On your 8 GB 5060 Ti:

  • Safe, everyday settings:

    • 480p, 16–24 fps, 49–81 frames → about 3–5 seconds.
    • This matches Chimolog’s analysis, which shows VRAM usage staying reasonable between 49 and 81 frames at “HD-ish” resolution and explicitly calls 3–5 seconds (49–81 frames) the recommended length. (It’s a little tight.)
  • At 720p, with careful offload (Comfy native):

    • Still target ~3–5 seconds (e.g., 81–120 frames @ 24 fps), but:

      • Expect slower render times than on a 4090, and
      • Use aggressive VRAM-saving options (split VAE, model offload, etc.).

Per clip, you do not exceed ~5 seconds comfortably; for longer content you chain clips.

4.2 Wan2.2 T2V-A14B / I2V-A14B (MoE 14B series)

  • Specs from the 14B model cards:

    • 14B active parameters, MoE.
    • Video at 480p and 720p, also used as 5-second benchmark in official docs and Fal’s guide. (Hugging Face)

On your hardware:

  • Running 14B naively on a single 8 GB is not realistic; it wants much more VRAM or multi-GPU. (Hugging Face)
  • With quantization (GGUF) + multi-GPU sharding (ComfyUI-MultiGPU, FSDP/Ulysses), you can make it fit and run at 480p.

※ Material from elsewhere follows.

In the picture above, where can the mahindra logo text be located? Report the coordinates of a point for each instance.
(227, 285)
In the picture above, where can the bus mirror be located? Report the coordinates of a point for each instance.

The per-clip duration is still ~3–5 seconds:

  • The 14B series is benchmarked on 5-second 720p/480p clips, just like 5B. (blog.fal.ai)
  • The extra capacity (14B vs 5B, or multi-GPU) mainly buys quality, detail, or resolution, not longer per-clip duration.

4.3 Special hosted variants (e.g. Wan2.2-Fun-Control)

  • Some cloud-hosted Wan2.2 variants like Wan2.2-Fun-Control advertise up to 120s at 720p because they run on large multi-GPU servers and use specialized pipelines. (wavespeed.ai)
  • If you call those APIs from your PC, your local GPUs don’t limit clip length—the provider does.
  • For local ComfyUI / Diffusers on your 4× 5060 Ti, you should still think in terms of 3–5 seconds per clip.

5. Putting it all together for your question

Question:
“With 4 × RTX 5060 Ti (8 GB VRAM) and Wan2.2 series, how many seconds of video can I produce from a photo?”

Answer, in practical terms:

  1. Per single Wan2.2 clip (local, from one photo):

    • Realistic, recommended range: about 3–5 seconds of video

      • 480p or 720p,
      • 16–24 fps,
      • ~49–81 (or up to ~120) frames depending on fps and workflow.
  2. Per GPU:

    • Each 5060 Ti 8 GB behaves like one 3–5-second Wan2.2 lane.
    • The clip length is set by model design and frame count, not the number of GPUs.
  3. With 4 GPUs together:

    • You still get 3–5 seconds per clip, but you can generate:

      • 4 clips in parallel, or
      • Many clips one after another.
    • To make a longer video (for example, 60 seconds), you:

      • Generate ~12 clips of 5 seconds each (using all 4 GPUs to speed this up),
      • Then stitch those clips in an editor.

So the clear, easy planning rule for your setup is:

Think: 3–5 seconds of video per Wan2.2 clip from a photo, per GPU.
Your 4 GPUs multiply how many of those 3–5s clips you can produce,
but they don’t extend a single clip beyond the model’s short-clip design.